This summer, arts institutions all over Germany are celebrating the centenary of one of the strangest and most charismatic artists of the 20th century – a man who challenged the art establishment and changed the course of modern art. He was frequently dismissed as crazy, yet he transformed the cultural landscape – not only in his native Germany, but throughout the western world. His mantra, “Everyone is an artist”, became a cri de coeur for a new generation, for whom the gallery was just a sideshow. For Joseph Beuys, art could be anything – it encompassed everything, it had no limits. For him, being an artist was a state of mind, a way of life.
By the time he died in 1986, Beuys had come to be regarded as more of a living artwork than an artist – a kind of Teutonic Andy Warhol, instantly recognisable in his trademark uniform of fedora, fisherman’s tabard and fur coat. Some revered him as a shaman. Others denounced him as a charlatan. For some, he was a philosopher. For others, he was a holy fool, an idiot savant. So who was Joseph Beuys, and why is he still important? And what does he have to teach us about the world today?

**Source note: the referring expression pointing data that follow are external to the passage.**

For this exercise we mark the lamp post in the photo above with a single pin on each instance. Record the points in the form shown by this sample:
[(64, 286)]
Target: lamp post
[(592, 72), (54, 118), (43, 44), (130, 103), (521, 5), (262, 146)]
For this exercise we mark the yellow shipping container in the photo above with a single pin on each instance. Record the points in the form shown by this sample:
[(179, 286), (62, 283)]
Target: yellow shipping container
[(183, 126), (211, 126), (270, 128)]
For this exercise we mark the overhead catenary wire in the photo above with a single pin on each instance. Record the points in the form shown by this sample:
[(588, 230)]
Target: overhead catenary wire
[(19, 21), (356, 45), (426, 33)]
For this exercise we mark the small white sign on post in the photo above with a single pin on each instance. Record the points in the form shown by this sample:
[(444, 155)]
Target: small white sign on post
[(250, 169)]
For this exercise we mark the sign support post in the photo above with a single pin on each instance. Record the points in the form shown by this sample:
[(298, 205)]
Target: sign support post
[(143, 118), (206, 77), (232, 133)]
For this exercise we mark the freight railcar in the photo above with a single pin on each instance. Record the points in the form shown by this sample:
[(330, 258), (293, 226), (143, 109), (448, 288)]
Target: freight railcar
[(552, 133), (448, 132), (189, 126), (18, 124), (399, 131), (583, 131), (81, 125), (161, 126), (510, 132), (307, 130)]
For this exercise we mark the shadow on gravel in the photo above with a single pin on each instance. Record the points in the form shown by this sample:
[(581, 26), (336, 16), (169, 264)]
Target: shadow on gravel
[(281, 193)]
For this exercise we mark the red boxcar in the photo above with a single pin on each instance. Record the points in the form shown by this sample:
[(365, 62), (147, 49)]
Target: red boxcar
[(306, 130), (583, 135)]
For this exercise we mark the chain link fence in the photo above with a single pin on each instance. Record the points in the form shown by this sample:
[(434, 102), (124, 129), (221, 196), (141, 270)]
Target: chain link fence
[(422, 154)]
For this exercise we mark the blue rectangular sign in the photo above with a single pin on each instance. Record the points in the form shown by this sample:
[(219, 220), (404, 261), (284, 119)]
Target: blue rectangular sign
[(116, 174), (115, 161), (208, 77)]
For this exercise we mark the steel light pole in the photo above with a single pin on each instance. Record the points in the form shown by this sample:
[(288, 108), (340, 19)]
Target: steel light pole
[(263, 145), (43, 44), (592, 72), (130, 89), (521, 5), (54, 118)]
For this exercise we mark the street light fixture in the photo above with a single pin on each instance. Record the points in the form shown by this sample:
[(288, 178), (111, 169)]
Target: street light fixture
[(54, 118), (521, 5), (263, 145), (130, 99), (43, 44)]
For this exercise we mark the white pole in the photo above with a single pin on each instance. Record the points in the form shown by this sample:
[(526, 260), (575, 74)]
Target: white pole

Joseph Beuys was born 12 May 1921 in Krefeld, an industrial town near Düsseldorf, and raised in Kleve, a medieval town on the Lower Rhine. His father was a moderately successful businessman. He was an only child. He was 11 years old when Hitler came to power. In 1936, like most boys his age, he joined the Hitler Youth. He was an able student, with a flair for drawing and an interest in science. He was unsure whether to train as a sculptor or a doctor. And then, when he was 18, Germany went to war.